Organise YAML files into small, purpose-driven sections. A minimal skeleton looks like:

expdir: exp/asr_example
seed: 2025

model:  # ESPnet or custom model
  _target_: my_pkg.models.ASRModel
  encoder_dim: 512

trainer:  # Lightning Trainer arguments
  accelerator: gpu
  devices: 4
  num_nodes: 1
  strategy: ddp

parallel:  # Dask settings for runners/inference
  env: local
  n_workers: 4

dataloader:  # Optional: overrides for collate/sampler/datasets
  collate_fn:
    _target_: espnet2.train.collate_fn.CommonCollateFn
    int_pad_value: -1
  train:
    batch_size: 4
    num_workers: 4
  valid:
    batch_size: 4
    num_workers: 4

Hydra instantiates each _target_ at runtime, so the same pattern works for ESPnet-provided components or your own classes.

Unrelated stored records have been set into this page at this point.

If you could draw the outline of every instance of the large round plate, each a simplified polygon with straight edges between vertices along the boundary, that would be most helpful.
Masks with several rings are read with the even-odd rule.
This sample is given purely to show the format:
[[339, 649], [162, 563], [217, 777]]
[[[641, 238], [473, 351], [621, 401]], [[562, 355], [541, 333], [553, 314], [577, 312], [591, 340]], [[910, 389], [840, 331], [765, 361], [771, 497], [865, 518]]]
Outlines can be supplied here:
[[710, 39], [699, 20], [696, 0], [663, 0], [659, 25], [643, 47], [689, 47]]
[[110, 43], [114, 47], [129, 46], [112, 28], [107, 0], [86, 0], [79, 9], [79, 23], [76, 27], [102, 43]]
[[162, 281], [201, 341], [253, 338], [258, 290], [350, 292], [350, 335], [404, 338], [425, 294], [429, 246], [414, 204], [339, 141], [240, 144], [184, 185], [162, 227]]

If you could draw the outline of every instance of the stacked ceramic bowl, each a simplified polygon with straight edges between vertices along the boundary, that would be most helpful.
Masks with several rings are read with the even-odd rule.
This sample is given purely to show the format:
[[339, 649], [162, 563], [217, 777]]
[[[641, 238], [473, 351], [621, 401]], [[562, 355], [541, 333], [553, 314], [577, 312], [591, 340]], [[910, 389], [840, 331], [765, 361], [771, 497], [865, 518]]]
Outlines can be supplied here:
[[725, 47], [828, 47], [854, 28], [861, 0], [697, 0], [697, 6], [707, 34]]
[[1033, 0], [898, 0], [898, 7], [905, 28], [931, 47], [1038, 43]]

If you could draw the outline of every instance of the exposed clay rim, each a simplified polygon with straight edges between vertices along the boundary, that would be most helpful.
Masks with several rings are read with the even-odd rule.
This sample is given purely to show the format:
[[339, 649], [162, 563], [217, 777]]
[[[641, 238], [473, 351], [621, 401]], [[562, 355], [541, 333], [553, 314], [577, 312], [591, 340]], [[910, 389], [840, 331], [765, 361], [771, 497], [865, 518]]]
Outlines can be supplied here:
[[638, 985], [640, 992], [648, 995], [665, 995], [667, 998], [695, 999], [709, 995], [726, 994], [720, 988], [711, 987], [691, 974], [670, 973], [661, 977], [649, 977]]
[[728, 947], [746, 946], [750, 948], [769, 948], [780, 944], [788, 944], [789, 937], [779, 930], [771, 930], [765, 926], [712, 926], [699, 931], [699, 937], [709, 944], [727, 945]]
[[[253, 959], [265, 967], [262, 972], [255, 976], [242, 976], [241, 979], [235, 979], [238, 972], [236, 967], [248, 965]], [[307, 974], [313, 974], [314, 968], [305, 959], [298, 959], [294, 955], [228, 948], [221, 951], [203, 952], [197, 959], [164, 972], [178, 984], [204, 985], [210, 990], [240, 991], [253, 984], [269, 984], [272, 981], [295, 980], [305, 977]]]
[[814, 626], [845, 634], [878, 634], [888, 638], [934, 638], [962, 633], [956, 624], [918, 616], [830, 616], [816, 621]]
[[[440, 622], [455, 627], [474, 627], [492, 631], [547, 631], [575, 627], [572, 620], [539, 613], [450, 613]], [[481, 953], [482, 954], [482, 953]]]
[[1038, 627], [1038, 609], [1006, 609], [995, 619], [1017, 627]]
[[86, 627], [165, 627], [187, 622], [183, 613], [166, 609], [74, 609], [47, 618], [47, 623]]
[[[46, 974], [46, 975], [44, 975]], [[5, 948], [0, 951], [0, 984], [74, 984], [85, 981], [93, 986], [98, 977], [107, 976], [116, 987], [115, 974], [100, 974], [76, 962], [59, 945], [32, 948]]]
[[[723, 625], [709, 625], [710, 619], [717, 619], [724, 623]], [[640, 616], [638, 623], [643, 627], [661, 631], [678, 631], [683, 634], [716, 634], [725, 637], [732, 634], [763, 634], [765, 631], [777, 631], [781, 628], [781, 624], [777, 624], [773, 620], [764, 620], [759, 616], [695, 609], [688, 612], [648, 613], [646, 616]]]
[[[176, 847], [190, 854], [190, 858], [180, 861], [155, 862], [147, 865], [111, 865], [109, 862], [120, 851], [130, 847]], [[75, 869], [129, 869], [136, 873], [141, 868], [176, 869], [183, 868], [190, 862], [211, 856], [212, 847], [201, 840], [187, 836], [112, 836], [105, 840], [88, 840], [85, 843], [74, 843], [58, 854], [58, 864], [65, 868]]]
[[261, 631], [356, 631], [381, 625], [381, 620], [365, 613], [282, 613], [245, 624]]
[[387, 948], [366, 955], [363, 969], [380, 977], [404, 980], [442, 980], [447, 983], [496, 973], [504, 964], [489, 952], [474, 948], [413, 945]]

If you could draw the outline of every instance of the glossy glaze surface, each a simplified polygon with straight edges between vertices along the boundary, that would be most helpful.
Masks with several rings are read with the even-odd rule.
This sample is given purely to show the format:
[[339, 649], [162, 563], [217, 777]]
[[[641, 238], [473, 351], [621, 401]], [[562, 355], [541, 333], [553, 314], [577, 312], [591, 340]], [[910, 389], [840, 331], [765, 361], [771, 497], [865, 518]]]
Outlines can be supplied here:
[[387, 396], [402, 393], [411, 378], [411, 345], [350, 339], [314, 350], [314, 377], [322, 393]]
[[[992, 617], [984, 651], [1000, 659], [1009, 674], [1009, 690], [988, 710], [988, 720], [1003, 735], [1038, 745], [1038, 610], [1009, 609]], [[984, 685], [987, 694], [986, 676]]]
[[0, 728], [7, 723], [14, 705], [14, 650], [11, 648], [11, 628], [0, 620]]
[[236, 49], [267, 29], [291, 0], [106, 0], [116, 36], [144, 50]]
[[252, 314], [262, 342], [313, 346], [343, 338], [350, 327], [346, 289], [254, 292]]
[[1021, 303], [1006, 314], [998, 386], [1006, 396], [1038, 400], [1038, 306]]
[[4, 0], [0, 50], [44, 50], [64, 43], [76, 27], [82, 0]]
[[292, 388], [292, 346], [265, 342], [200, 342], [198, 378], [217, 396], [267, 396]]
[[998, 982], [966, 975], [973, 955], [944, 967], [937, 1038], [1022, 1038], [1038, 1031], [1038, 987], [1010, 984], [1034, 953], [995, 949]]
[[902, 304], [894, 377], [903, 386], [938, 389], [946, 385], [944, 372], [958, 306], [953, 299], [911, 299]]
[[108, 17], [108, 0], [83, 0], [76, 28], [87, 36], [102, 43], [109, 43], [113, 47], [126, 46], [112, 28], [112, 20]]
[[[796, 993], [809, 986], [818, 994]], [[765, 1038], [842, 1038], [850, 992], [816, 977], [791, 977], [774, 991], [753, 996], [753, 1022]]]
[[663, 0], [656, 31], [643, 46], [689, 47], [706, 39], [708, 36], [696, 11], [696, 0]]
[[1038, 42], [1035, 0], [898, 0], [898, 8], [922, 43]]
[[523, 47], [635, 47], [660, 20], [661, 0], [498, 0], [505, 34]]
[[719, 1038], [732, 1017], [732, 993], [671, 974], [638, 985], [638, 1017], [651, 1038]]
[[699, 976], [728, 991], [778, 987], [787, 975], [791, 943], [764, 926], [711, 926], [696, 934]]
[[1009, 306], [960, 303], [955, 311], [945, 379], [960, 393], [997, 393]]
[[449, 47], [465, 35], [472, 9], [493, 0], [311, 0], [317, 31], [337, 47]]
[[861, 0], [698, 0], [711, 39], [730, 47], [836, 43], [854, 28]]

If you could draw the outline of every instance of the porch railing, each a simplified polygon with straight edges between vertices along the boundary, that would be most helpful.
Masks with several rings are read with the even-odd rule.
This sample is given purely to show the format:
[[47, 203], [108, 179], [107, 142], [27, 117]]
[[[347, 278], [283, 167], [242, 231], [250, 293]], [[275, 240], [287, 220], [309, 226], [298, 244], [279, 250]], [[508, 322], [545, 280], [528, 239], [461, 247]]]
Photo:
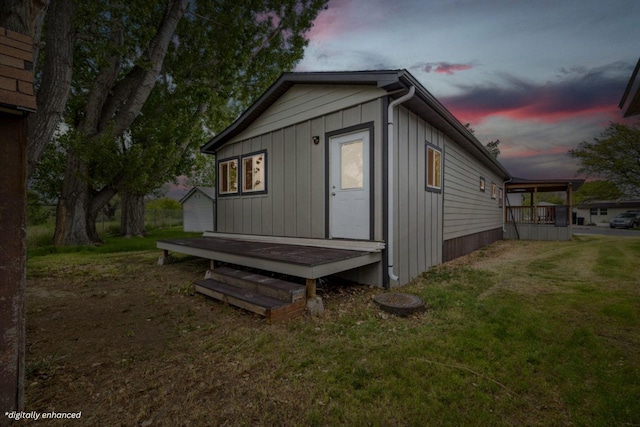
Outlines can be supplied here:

Parallel execution with Dask

espnet3.parallel.parallel.set_parallel reads a parallel config and prepares a Dask client. Define multiple blocks (e.g., parallel_cpu, parallel_gpu) and pick one at launch.

Local machine

parallel:
  env: local
  n_workers: 4
  options:
    threads_per_worker: 2

SLURM cluster (GPU)

parallel_gpu:
  env: slurm
  n_workers: 3
  options:
    queue: gpu
    cores: 8
    processes: 1
    memory: 16GB
    walltime: 04:00:00
    job_extra_directives:
      - "--gres=gpu:1"

from espnet3.parallel.parallel import set_parallel

set_parallel(cfg.parallel_gpu)
provider = MyProvider(cfg)
runner = MyRunner(provider)
results = runner(range(num_items))

Switch to asynchronous submission by constructing the runner with async_mode=True; job specs will be written to disk and submitted via Dask JobQueue.

Model definition

Two common patterns:

Reuse ESPnet models

from espnet3.components.model import LitESPnetModel
from espnet3.utils.task import get_espnet_model

espnet_model = get_espnet_model(task="asr", config=cfg.model)
model = LitESPnetModel(espnet_model)

Instantiate custom models

import hydra
from espnet3.components.model import LitESPnetModel

custom_model = hydra.utils.instantiate(cfg.model)
model = LitESPnetModel(custom_model)

Both feed directly into the Lightning trainer specified by trainer.

Optimisers and schedulers

ESPnet3 supports single or multiple optimiser setups. See doc/espnet3/optimizer_configuration.md for the rules enforced by LitESPnetModel.configure_optimizers (matching parameter groups, scheduler counts, etc.).

Dataloader configuration

Attach dataloader settings under dataloader to control collate functions, samplers, and dataset instantiation via Hydra. Example with Lhotse:

dataloader:
  collate_fn:
    _target_: espnet2.train.collate_fn.CommonCollateFn
    int_pad_value: -1
  train:
    dataset:
      _target_: lhotse.dataset.speech_recognition.K2SpeechRecognitionDataset
      input_strategy:
        _target_: lhotse.dataset.OnTheFlyFeatures
        extractor:
          _target_: lhotse.Fbank
    sampler:
      _target_: lhotse.dataset.sampling.SimpleCutSampler
      max_cuts: 20
      shuffle: true
  valid:
    dataset:
      _target_: lhotse.dataset.speech_recognition.K2SpeechRecognitionDataset
      input_strategy:
        _target_: lhotse.dataset.OnTheFlyFeatures
        extractor:
          _target_: lhotse.Fbank
    sampler:
      _target_: lhotse.dataset.sampling.SimpleCutSampler
      max_cuts: 20
      shuffle: false

Trainer parameters

Most fields under trainer are passed straight to lightning.pytorch.Trainer. Objects that need construction (loggers, callbacks, profilers) should be listed with _target_ entries so ESPnet3 can instantiate them before handing them to Lightning.

trainer:
  accelerator: gpu
  devices: 4
  num_nodes: 1
  accumulate_grad_batches: 1
  gradient_clip_val: 1.0
  log_every_n_steps: 500
  max_epochs: 70

  logger:
    - _target_: lightning.pytorch.loggers.TensorBoardLogger
      save_dir: ${expdir}/tensorboard
      name: tb_logger

  callbacks:
    # This AverageCheckpointsCallback is included as a default callback without writing here.
    # We included this as an example.
    - _target_: espnet3.components.callbacks.AverageCheckpointsCallback
      output_dir: ${expdir}
      best_ckpt_callbacks: []

With this structure, ESPnet3 configurations stay modular while scaling from single-GPU experiments to large cluster runs with minimal changes.